ONE HUNDRED YEARS WITH THE SECOND CAVALRY
By Joseph I. Lambert, Major, Second Cavalry
Copyright 1939 Commanding Officer, Second Cavalry, Fort Riley, Kansas
Capper Printing Company, Inc.
The First Cavalry Division was ordered to make a reconnaissance toward Culpeper Courthouse on August 1 to determine the strength of the enemy in that vicinity. So sudden and vigorous was the assault upon Stuart’s cavalry that he barely escaped being captured with his headquarters. The reconnaissance was pushed forward to Brandy Station where a severe engagement took place in which the Second Cavalry took a prominent part in the charges and counter charges. Having accomplished the end sought after, Buford was forced to fall back when attacked by Stuart’s supporting infantry. In this series of fights the Second Cavalry lost seven killed, twenty-eight wounded, and five missing.
Merritt’s brigade was again involved in a fight at Rappahannock Station on August 5, with the Confederates as the aggressors this time. The latter, who were on a spirited reconnaissance, attacked the Union troops in their camp, but were soon repulsed and driven for three miles toward the river.

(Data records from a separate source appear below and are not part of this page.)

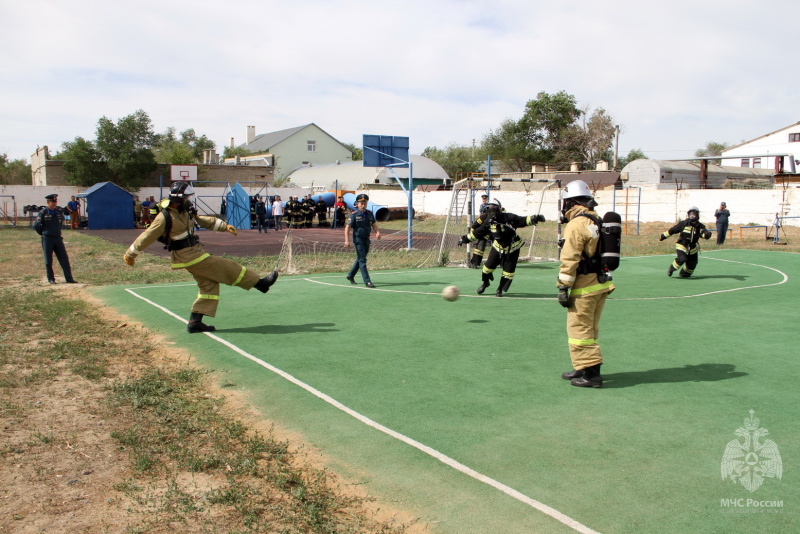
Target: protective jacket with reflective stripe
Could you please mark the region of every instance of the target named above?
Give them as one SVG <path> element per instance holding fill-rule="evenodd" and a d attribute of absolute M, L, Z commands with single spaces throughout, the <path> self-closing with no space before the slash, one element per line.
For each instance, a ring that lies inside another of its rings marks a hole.
<path fill-rule="evenodd" d="M 142 252 L 155 243 L 166 230 L 167 224 L 163 214 L 164 209 L 168 209 L 172 217 L 172 228 L 170 229 L 169 235 L 170 239 L 173 241 L 185 239 L 194 234 L 194 222 L 202 228 L 217 230 L 218 232 L 224 232 L 228 227 L 225 221 L 221 219 L 205 215 L 192 215 L 188 211 L 178 211 L 176 207 L 169 206 L 168 201 L 164 201 L 162 203 L 162 210 L 158 213 L 153 222 L 150 223 L 150 226 L 142 232 L 139 237 L 136 238 L 136 241 L 133 242 L 133 245 L 131 245 L 131 248 L 134 249 L 136 253 Z M 199 241 L 193 246 L 181 250 L 173 250 L 170 254 L 173 269 L 182 269 L 194 265 L 208 257 L 208 253 L 203 248 L 203 244 Z"/>
<path fill-rule="evenodd" d="M 614 284 L 611 281 L 599 282 L 597 273 L 578 274 L 578 265 L 584 254 L 586 257 L 594 256 L 600 242 L 597 224 L 589 217 L 578 217 L 579 213 L 597 217 L 597 213 L 581 205 L 573 206 L 567 211 L 566 217 L 569 222 L 564 228 L 558 284 L 569 287 L 570 294 L 575 297 L 598 292 L 610 293 L 614 291 Z"/>

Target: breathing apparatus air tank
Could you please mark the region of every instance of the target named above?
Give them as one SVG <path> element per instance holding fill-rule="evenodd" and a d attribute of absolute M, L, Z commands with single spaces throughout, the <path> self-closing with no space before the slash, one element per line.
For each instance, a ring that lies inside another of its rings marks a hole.
<path fill-rule="evenodd" d="M 607 279 L 611 280 L 611 271 L 619 267 L 619 259 L 622 256 L 622 217 L 619 213 L 609 211 L 603 215 L 600 239 L 603 242 L 600 268 Z"/>

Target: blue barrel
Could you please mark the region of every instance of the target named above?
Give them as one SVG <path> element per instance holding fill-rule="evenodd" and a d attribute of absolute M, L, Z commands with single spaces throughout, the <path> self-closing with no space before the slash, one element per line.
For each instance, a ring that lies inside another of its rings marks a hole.
<path fill-rule="evenodd" d="M 344 200 L 344 203 L 351 210 L 356 209 L 356 195 L 354 195 L 353 193 L 345 193 L 344 198 L 342 200 Z M 389 208 L 387 208 L 386 206 L 379 206 L 378 204 L 375 204 L 371 200 L 368 200 L 367 209 L 372 212 L 372 214 L 375 216 L 376 221 L 385 222 L 389 220 L 390 216 Z"/>

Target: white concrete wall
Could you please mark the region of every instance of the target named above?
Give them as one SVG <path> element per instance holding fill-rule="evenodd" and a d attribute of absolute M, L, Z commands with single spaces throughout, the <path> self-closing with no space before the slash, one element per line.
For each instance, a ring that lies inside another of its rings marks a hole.
<path fill-rule="evenodd" d="M 23 216 L 22 207 L 29 204 L 37 206 L 44 205 L 45 195 L 57 193 L 59 205 L 64 206 L 69 201 L 71 195 L 76 195 L 83 191 L 77 187 L 37 187 L 29 185 L 0 185 L 0 206 L 6 205 L 5 211 L 10 211 L 11 198 L 17 203 L 17 215 Z M 197 188 L 197 196 L 208 204 L 211 209 L 217 209 L 224 188 L 203 187 Z M 303 196 L 310 193 L 306 189 L 276 189 L 284 200 L 289 195 Z M 598 191 L 597 201 L 600 204 L 598 212 L 617 211 L 624 220 L 637 220 L 637 211 L 640 212 L 639 222 L 675 222 L 685 218 L 686 210 L 691 206 L 700 208 L 700 218 L 705 223 L 714 222 L 714 210 L 719 207 L 720 202 L 726 202 L 731 212 L 731 224 L 767 224 L 771 225 L 775 219 L 775 214 L 781 210 L 781 205 L 785 198 L 785 215 L 800 216 L 800 189 L 796 187 L 784 189 L 688 189 L 679 191 L 665 191 L 657 189 L 642 189 L 641 199 L 637 197 L 637 189 L 617 191 Z M 250 191 L 255 194 L 257 190 Z M 362 192 L 362 191 L 359 191 Z M 364 190 L 370 196 L 370 200 L 376 204 L 389 208 L 408 206 L 408 197 L 402 191 L 397 190 Z M 167 190 L 163 191 L 167 194 Z M 137 195 L 139 198 L 144 196 L 154 196 L 159 198 L 159 188 L 146 187 L 141 189 Z M 420 213 L 432 215 L 446 215 L 450 207 L 450 191 L 415 191 L 413 194 L 414 210 Z M 538 191 L 526 194 L 524 191 L 500 192 L 497 194 L 500 202 L 509 211 L 513 209 L 518 215 L 530 215 L 538 211 L 539 195 Z M 558 207 L 555 198 L 542 206 L 542 214 L 548 220 L 555 220 L 558 216 Z M 785 224 L 790 226 L 800 226 L 800 219 L 787 219 Z"/>
<path fill-rule="evenodd" d="M 408 197 L 402 191 L 372 190 L 370 200 L 376 204 L 389 208 L 407 206 Z M 800 216 L 800 189 L 684 189 L 679 191 L 664 191 L 657 189 L 641 190 L 641 199 L 637 197 L 638 190 L 629 190 L 628 197 L 625 191 L 598 191 L 598 212 L 617 211 L 623 220 L 637 220 L 639 222 L 675 222 L 686 217 L 686 211 L 696 206 L 700 208 L 700 218 L 706 223 L 714 223 L 714 210 L 719 208 L 720 202 L 728 205 L 731 212 L 730 222 L 735 225 L 767 224 L 775 220 L 775 214 L 781 210 L 781 203 L 786 197 L 785 215 Z M 538 192 L 537 192 L 538 193 Z M 433 215 L 446 215 L 450 207 L 450 191 L 415 191 L 413 195 L 414 210 L 417 213 L 430 213 Z M 509 211 L 514 208 L 518 215 L 530 215 L 538 210 L 538 194 L 525 195 L 524 192 L 499 193 L 497 198 Z M 520 209 L 517 209 L 520 208 Z M 557 201 L 552 200 L 543 205 L 542 214 L 548 220 L 554 220 L 558 215 Z M 800 226 L 800 219 L 787 219 L 784 224 Z"/>

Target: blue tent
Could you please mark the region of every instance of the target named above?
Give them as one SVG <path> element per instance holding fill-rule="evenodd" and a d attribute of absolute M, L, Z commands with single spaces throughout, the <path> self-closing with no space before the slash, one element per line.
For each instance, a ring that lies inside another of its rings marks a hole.
<path fill-rule="evenodd" d="M 249 230 L 253 227 L 250 221 L 250 195 L 239 183 L 233 184 L 225 195 L 225 215 L 228 224 L 237 230 Z"/>
<path fill-rule="evenodd" d="M 78 193 L 86 203 L 89 230 L 133 228 L 133 195 L 111 182 L 100 182 Z"/>

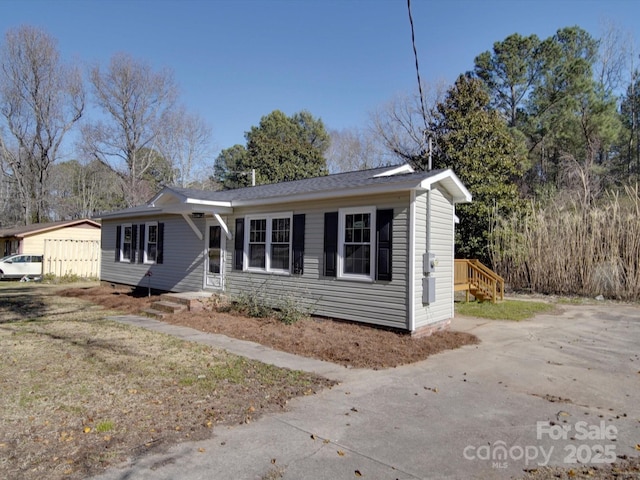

During October, 1863, the regiment turned over its horses to other units and marched to Camp Buford, Maryland, where it received new animals and a few recruits. It needed a rest badly, as it had been constantly marching and fighting for three months in one of the most severe campaigns in military history. During the greater part of this time, the command was forced to live off the country, because the rapid marches of the cavalry did not permit the supply department to keep up with the horsemen.